What about something on here?:

https://www.etsy.com/listing/654330387/chemex-insulated-cover-cozy-and-warming

Won't scald or boil your coffee

John


----------



## Rom (Jan 20, 2017)

jlarkin said:


> I don't think I know the answer but out of interest. Is that just to go underneath it, or to try and keep it warm like a hot plate?

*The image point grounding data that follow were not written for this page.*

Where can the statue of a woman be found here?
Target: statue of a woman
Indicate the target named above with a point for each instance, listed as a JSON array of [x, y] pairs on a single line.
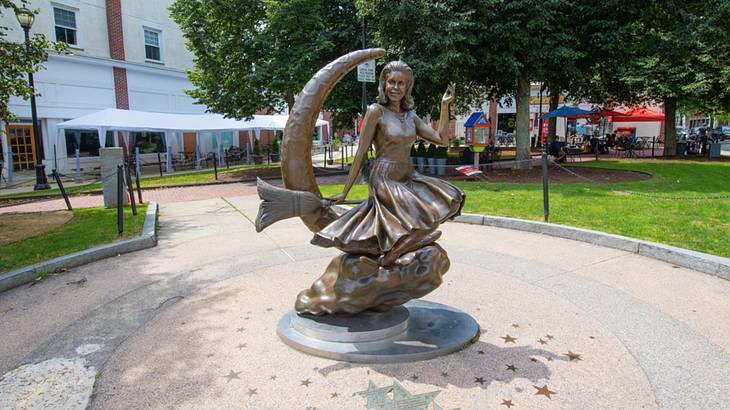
[[404, 208]]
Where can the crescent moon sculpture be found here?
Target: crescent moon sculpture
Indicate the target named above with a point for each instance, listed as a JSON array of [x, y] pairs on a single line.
[[296, 161]]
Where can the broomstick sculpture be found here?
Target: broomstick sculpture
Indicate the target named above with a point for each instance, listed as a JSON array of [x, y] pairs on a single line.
[[281, 203]]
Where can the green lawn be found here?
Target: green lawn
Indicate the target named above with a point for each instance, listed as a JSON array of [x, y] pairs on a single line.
[[88, 227], [699, 224]]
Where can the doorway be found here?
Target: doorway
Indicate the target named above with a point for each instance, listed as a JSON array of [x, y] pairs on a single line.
[[22, 143]]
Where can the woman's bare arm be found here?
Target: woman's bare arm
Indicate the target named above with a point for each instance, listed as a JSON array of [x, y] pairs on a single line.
[[369, 124], [442, 136]]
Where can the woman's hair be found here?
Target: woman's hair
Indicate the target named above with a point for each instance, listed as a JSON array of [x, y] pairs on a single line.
[[407, 101]]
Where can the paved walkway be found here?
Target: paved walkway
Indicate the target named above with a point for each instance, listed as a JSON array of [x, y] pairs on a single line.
[[191, 324]]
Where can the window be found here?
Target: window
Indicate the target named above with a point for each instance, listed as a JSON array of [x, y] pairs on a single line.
[[65, 21], [152, 45], [149, 142]]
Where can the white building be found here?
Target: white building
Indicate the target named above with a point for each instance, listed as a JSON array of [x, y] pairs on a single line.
[[124, 54]]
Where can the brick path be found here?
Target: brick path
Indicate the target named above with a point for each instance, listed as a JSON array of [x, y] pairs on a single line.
[[161, 196]]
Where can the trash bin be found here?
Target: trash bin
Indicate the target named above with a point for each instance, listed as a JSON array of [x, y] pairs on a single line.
[[681, 148], [714, 150]]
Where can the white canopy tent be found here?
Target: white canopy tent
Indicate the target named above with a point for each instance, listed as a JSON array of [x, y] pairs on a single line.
[[173, 126]]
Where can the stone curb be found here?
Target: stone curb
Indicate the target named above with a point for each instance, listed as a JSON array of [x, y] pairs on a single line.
[[702, 262], [147, 239]]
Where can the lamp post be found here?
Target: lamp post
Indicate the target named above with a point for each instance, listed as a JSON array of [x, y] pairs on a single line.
[[25, 18]]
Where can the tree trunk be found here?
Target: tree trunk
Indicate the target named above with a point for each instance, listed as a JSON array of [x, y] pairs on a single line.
[[289, 99], [553, 122], [522, 123], [670, 131]]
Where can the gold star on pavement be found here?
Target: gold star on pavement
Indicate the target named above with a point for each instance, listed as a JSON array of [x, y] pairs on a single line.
[[544, 391], [232, 375], [508, 339], [572, 356]]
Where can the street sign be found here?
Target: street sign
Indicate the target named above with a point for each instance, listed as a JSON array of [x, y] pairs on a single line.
[[366, 72]]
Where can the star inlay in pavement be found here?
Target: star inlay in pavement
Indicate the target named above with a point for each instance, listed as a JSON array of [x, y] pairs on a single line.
[[508, 339], [572, 356], [232, 375], [544, 391]]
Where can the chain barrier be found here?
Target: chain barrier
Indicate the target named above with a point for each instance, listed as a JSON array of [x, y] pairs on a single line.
[[642, 194]]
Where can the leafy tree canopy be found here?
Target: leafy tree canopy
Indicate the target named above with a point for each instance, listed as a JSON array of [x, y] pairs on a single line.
[[17, 60]]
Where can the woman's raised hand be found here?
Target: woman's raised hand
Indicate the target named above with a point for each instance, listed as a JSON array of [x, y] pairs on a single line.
[[449, 95]]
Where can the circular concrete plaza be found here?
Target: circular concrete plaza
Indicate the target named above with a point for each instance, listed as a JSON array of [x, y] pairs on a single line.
[[191, 324]]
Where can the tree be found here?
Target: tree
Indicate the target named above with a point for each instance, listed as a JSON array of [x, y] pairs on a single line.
[[17, 60]]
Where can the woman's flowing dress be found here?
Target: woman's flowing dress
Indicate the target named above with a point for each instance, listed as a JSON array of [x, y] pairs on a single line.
[[400, 200]]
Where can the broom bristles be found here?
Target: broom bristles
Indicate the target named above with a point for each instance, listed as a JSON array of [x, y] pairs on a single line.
[[281, 203]]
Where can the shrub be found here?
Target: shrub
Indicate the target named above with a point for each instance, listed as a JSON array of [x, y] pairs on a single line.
[[256, 147], [431, 151], [275, 146], [421, 149]]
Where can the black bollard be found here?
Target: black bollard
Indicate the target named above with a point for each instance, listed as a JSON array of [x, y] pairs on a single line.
[[139, 190], [130, 190], [545, 202], [159, 163], [63, 191], [120, 203], [215, 167]]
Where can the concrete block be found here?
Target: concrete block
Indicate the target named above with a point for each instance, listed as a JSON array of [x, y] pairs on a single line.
[[472, 219], [110, 158]]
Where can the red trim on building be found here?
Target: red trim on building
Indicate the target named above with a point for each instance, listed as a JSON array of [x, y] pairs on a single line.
[[114, 29], [115, 33], [120, 88]]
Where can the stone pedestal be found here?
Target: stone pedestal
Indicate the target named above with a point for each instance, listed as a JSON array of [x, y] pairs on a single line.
[[110, 158], [418, 330]]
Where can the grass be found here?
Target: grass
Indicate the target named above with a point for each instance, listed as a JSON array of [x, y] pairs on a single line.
[[207, 175], [691, 222], [88, 227]]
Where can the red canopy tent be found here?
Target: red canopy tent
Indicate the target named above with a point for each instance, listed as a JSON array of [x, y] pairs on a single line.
[[640, 114]]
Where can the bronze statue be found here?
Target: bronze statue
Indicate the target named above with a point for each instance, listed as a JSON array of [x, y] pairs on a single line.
[[390, 255]]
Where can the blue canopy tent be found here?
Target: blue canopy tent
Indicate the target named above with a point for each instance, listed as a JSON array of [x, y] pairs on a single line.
[[569, 112]]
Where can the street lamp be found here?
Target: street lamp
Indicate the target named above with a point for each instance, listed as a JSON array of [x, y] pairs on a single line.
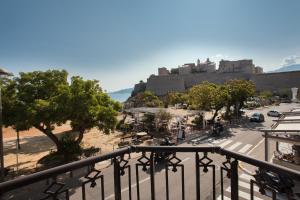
[[2, 73]]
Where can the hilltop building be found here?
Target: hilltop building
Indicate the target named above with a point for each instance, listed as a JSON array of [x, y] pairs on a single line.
[[186, 76]]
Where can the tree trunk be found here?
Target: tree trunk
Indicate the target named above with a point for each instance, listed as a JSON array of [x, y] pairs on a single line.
[[227, 111], [215, 114], [52, 137], [80, 135]]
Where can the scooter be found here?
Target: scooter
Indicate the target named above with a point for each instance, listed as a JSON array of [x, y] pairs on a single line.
[[217, 129], [279, 182]]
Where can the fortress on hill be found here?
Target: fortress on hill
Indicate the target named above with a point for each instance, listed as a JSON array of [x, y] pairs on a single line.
[[184, 77]]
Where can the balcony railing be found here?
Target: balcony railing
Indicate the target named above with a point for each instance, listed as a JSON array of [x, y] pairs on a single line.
[[85, 180]]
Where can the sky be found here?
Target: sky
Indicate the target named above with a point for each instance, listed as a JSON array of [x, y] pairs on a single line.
[[122, 42]]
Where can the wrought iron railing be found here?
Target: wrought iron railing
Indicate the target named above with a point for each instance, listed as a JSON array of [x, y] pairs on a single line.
[[84, 179]]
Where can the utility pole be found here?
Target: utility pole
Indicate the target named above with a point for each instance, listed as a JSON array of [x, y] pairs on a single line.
[[2, 73]]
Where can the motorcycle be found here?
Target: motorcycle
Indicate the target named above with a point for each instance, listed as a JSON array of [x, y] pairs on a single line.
[[217, 129], [278, 182]]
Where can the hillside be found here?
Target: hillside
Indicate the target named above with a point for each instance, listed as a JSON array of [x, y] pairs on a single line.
[[121, 95], [295, 67]]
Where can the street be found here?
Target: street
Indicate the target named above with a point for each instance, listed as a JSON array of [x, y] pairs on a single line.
[[244, 138]]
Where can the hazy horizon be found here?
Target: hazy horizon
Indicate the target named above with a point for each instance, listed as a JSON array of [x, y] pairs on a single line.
[[121, 43]]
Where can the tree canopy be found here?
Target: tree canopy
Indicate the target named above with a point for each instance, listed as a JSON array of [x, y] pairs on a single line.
[[45, 99], [208, 96]]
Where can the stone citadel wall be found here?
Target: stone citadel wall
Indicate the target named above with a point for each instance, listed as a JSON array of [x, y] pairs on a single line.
[[161, 85]]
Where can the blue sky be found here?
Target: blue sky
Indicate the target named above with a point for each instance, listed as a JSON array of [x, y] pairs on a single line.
[[122, 42]]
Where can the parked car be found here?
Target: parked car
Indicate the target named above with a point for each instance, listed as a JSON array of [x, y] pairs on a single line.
[[274, 113], [257, 117]]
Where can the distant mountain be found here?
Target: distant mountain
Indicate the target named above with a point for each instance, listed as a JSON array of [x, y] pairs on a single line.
[[295, 67], [121, 95]]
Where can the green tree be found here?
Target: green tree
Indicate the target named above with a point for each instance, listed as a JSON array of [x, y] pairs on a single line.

To help keep a bit of heat in it.. shouldn't need too much..


----------



## Zephyp (Mar 1, 2017)

How long do you plan on keeping it there? Storing coffee on a hot plate is in my experience not a very good idea if it's mean to sit there more than a little while. I'd rather put it in a thermost or insulated pot.


----------



## Mrboots2u (May 10, 2013)

Rom said:


> To help keep a bit of heat in it.. shouldn't need too much..


Would this help ?

https://www.maxicoffee.com/en-gb/chemex-compatible-with-size-p-75924.html?lgw_code=11806-75924&gclid=EAIaIQobChMI3tjOzcei4gIVArDtCh2-RQ9-EAQYASABEgImk_D_BwE

https://www.amazon.co.uk/Cover-Chemex-Bodum-Coffee-Carafes/dp/B07LGJX647/ref=asc_df_B07LGJX647/?tag=cfukweb-21&linkCode=df0&hvadid=309862973979&hvpos=1o2&hvnetw=g&hvrand=5762036600426078553&hvpone=&hvptwo=&hvqmt=&hvdev=c&hvdvcmdl=&hvlocint=&hvlocphy=1006854&hvtargid=pla-654517358159&psc=1

https://www.amazon.co.uk/Chemex-Cmc-Glass-Coffeemaker-Cover/dp/B000I1ZKHO


----------



## johnealey (May 19, 2014)

https://www.hasbean.co.uk/products/chemex-glass-coffeemaker-cover

Does work surprisingly well and cheaper too

John


----------